Kepastian jembatan Cipamingkis Cibarusah akan di bangun ada kepastian yang dimana pada Rabu (27/03/2024) pada rapat minggon dalam rapat tersebut dilakukan pembahasan sosialisasi pembangunan jembatan Cipamingkis oleh H.Amin sebagai Ketua tim bagian pembangunan jembatan Cipamingkis dari Dinas Bina Marga Kabupaten Bekasi.
Menurut H.Amin pada rapat minggon mengenai pembangunan jembatan Cipamingkis menjelaskan,”bahwa pembangunan jembatan Cipamingkis akan segera dimulai pertengahan bulan April dan selesai diperkirakan pada Desember 2024,” ujarnya.
Lanjutnya “Pekerjaan pembangunan jembatan Cipamingkis di Cibarusah yang menghubungkan dua desa itu antara desa Cibarusah Kota dan Sirnajati di Wilayah Kecamatan Cibarusah akan ditutup total. Yang dimana untuk pembangunan jembatan tersebut digelontorkan sebesar 30 Miliar dari APBD murni Kabupaten Bekasi,” ungkapnya.
Menurutnya, “Nanti akan kita buatkan penyeberangan alternatif untuk warga yang akan melintas bagi pejalan kaki, roda dua seperti sepeda dan motor saja. Itu pun nantinya warga yang akan menyeberangi jembatan alternatif, nantinya warga yang akan melintas harus antri.

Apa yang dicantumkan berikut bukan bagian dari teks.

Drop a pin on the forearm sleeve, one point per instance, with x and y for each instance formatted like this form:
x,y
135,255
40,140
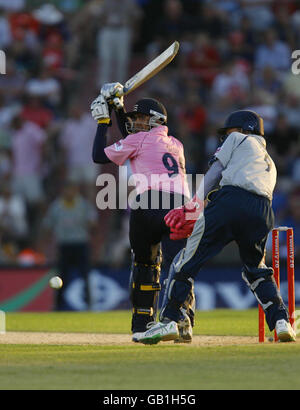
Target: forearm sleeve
x,y
99,155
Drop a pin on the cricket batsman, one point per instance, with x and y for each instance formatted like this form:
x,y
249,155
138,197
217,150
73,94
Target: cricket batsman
x,y
241,211
151,152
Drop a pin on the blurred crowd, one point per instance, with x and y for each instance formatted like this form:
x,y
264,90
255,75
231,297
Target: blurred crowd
x,y
234,54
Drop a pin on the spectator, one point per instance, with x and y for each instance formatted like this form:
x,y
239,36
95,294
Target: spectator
x,y
292,218
203,60
232,81
45,85
259,13
268,80
117,22
70,219
35,112
13,222
273,53
290,108
173,22
76,141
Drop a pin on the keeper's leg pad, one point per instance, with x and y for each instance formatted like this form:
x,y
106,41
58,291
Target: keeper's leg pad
x,y
178,292
144,289
262,283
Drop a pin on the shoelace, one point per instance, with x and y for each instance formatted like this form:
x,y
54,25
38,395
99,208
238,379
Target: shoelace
x,y
150,324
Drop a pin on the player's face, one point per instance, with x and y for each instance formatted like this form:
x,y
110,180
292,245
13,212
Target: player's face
x,y
138,122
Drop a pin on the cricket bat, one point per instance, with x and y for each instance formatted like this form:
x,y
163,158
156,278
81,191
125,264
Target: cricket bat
x,y
150,69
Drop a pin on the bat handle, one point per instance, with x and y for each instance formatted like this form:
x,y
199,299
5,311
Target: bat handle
x,y
121,93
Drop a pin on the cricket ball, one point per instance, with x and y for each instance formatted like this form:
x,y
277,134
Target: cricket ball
x,y
55,282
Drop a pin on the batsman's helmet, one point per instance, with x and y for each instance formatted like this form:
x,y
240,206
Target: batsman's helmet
x,y
246,120
151,107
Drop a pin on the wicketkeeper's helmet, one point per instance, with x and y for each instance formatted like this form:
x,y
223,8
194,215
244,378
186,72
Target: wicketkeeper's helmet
x,y
246,120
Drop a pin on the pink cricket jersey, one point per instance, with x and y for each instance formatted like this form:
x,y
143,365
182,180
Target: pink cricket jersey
x,y
156,159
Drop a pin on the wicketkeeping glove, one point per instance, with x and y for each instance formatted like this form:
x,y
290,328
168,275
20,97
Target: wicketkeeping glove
x,y
183,232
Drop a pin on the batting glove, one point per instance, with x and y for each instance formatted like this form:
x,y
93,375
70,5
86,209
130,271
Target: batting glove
x,y
176,218
100,110
183,232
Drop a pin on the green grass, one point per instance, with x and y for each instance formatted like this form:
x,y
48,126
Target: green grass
x,y
117,367
216,322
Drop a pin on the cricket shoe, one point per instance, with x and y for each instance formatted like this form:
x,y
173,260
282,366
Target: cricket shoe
x,y
285,332
185,330
160,332
136,337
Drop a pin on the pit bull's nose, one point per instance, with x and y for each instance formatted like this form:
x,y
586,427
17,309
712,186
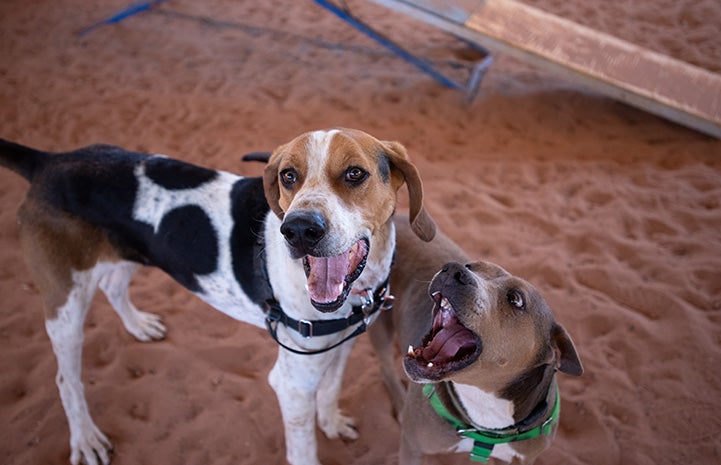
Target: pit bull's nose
x,y
460,274
303,230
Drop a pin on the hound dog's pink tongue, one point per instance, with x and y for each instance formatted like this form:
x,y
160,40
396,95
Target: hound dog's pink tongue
x,y
327,276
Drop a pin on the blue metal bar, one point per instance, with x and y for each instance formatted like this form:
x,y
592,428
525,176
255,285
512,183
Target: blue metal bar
x,y
407,56
132,10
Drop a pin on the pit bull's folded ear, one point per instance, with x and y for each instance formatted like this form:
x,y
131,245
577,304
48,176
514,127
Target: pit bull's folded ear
x,y
567,360
270,186
421,222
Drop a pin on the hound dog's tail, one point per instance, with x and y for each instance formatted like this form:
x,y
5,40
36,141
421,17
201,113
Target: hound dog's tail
x,y
23,160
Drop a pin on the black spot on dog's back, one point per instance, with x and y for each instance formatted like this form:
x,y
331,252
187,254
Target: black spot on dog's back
x,y
175,174
249,209
186,244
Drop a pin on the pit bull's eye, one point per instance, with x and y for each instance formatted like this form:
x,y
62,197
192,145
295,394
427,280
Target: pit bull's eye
x,y
288,177
355,175
515,298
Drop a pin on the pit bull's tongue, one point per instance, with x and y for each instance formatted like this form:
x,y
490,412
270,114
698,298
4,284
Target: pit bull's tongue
x,y
327,277
447,343
450,338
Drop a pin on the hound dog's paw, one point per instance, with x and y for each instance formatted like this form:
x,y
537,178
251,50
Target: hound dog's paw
x,y
337,424
145,326
91,448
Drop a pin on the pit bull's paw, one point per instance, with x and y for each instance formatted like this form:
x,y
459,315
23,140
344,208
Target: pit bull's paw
x,y
338,425
146,327
93,448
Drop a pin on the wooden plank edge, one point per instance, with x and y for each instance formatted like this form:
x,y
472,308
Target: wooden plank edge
x,y
680,116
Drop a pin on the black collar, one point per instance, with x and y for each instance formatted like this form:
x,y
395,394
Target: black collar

Sedangkan untuk pengguna roda empat atau lebih seperti mobil harus memutar lewat jonggol atau lewat leuwih malang melalui jembatan alternatif Cipamingkis II keluar ke Ridomanah,” pungkasnya.
Camat Cibarusah Rusdi Azis pada awak media mengatakan,”Sebaknya walaupun ditutup total dalam pekerjaan pembangunan jembatan Cipamingkis Cibarusah nantinya harus dibuatkan jembatan penyeberangan sementara untuk warga yang akan melintas, yaitu bagi penjalan kaki dan roda dua seperti sepeda dan motor, dan tetap di jembatan penyeberangan itu harus antri,” paparnya.
Masih kata Camat “Karena kalau memutar lewat Jonggol dan Leuwihmalang jarak tempuhnya cukup jauh sekitar 12 km. Namun untuk roda empat atau lebih seperti mobil terpaksa harus memutar lewat Jonggol dan Leuwihmalang,” ungkap Camat Rusdi.
Sementara itu menurut Ganjar Kacab PDAM Tirta Bhagasasi wilayah Serang Baru dan Cibarusah yang diundang pada rapat tersebut mengatakan,jaringan pipa PDAM yang mengalir ke tiga Desa yaitu Sirnajati, Ridogalih dan Ridomanah pastinya akan terputus sementara karena dampak dari pembangunan jembatan Cipamingkis Cibarusah ujarnya.
“Namun kami dari pihak PDAM akan tetap mengalirkan air bersih ke tiga desa itu, setelah terputus nanti akan kita sambungkan kembali jaringan pipanya,” pungkasnya.